P2 vs modern process limits

cgracey · 2016-05-02 20:20

There are chips under design, already, for 10nm processes that will be 1 inch square (645 mm2). The mask costs, alone, on these will be upwards of $10,000,000.

The P2 is built in a 180nm process and is 0.335 inches on the edge (72 mm2).

A 10nm process is 324x denser than the P2's 180nm process. A 645 mm2 die is 9x bigger than the P2 die. Multiplying those two factors together yields 5,805. That's how much more logic and RAM are on these 1-inch square 10nm chips, compared to the P2.

To put that in perspective, if it were possible to realize that 10nm chip's logic functionality using 180nm process technology, the die would be 76x bigger, on the edge, than the P2. That would make it 25.46 inches on the edge (646mm)!!!

I/we struggle with this relatively simple project, but imagine if we had this much more room to work with:

I know... we'd probably die before anything got made.

Seairth · 2016-05-02 20:36

So, what made you settle on 8.5mm for the P2? Expected yield per wafer? Power considerations? Put another way, why not increase the size to 10mm, for example, to accommodate the full 1MB Hub RAM? Is there a technical issue, or is this more of a marketing/sales concern?

jmg · 2016-05-02 20:42

Seairth wrote: »

So, what made you settle on 8.5mm for the P2? Expected yield per wafer? Power considerations?

I thought all of that, plus package is a pretty important constraint too.
E-PAD TQFP100 kind of chooses your die size for you...
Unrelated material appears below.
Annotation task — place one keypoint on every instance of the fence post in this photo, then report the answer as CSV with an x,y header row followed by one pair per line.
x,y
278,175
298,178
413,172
Seairth · 2016-05-02 20:49

Maybe a bit more on topic (and somewhat of an explanation of what I was thinking when I posted the prior comment), but I'm always curious what the advantage going to a smaller process would be for something like the propeller, as opposed to just going to a larger die with the existing process.
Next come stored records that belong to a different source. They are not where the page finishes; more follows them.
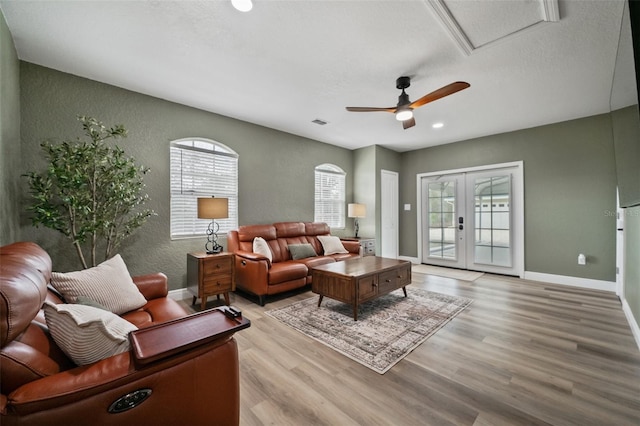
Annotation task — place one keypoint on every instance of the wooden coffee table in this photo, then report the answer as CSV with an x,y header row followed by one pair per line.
x,y
359,280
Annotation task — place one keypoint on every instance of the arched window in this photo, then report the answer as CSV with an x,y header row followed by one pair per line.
x,y
201,168
330,195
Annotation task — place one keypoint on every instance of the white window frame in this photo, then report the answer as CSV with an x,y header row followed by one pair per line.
x,y
201,167
330,195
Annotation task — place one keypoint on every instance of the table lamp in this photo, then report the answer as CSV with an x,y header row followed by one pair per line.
x,y
213,208
355,211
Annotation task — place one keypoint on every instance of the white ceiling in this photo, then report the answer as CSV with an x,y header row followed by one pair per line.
x,y
286,63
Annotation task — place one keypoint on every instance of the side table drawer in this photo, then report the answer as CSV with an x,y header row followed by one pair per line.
x,y
217,284
368,247
218,266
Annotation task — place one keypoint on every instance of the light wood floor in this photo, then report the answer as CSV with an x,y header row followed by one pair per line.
x,y
524,353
Here are the sorts of things I recall others mentioning:

* Speed. That makes sense, but is there anything that can make the chip faster at 180nm? Less dense circuits (i.e. larger dies for the same design)?

* Yield. I can somewhat see this, but it seems that the setup cost necessitates an extremely high unit volume to bring the cost in line with the older, cheaper process.
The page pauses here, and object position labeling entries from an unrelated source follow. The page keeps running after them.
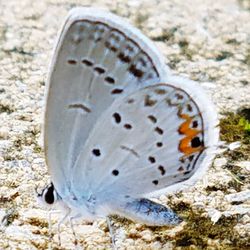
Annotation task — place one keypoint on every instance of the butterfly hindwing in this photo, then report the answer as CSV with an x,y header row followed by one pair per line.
x,y
145,142
96,56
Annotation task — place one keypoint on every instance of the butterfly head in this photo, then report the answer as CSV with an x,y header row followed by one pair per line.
x,y
49,195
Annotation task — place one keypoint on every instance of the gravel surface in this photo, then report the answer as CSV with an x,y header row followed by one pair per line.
x,y
207,41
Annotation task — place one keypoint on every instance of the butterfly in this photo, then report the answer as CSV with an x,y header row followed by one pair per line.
x,y
119,127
What else is there, that's only possible at smaller scales?

cgracey · 2016-05-02 20:50

8.5mm was more than enough for the current plan.

10mm might not have fit the die pad and accommodate the down-bonds for the GND connections.

The layout is done, now, except for some power metal additions which are coming along.

Seairth · 2016-05-02 20:54

jmg wrote: »

E-PAD TQFP100 kind of chooses your die size for you...

Hmm... good point. I would have thought you'd have more room than 8.5mm, but I guess you need a certain amount of room for bonding. Do I remember correctly that the P2 package will be 14mm^2?

Seairth · 2016-05-02 20:56

cgracey wrote: »

The layout is done, now, except for some power metal additions which are coming along.

I wasn't suggesting a change.

If such a change had been reasonable possible, you would have done that one a long time ago, I'm sure. I was just trying to get a better understanding of what the considerations were in choosing the size that you chose.

cgracey · 2016-05-02 20:57

14 x 14mm TQFP-100

jmg · 2016-05-02 20:57

cgracey wrote: »

There are chips under design, already, for 10nm processes that will be 1 inch square (645 mm2). The mask costs, alone, on these will be upwards of $10,000,000.
....
I/we struggle with this relatively simple project, but imagine if we had this much more room to work with:

Yes, it does show just how much more resource those big players have at their fingertips, but it also shows the risk trade-offs of playing in that space, and teh quite small number of actual design starts.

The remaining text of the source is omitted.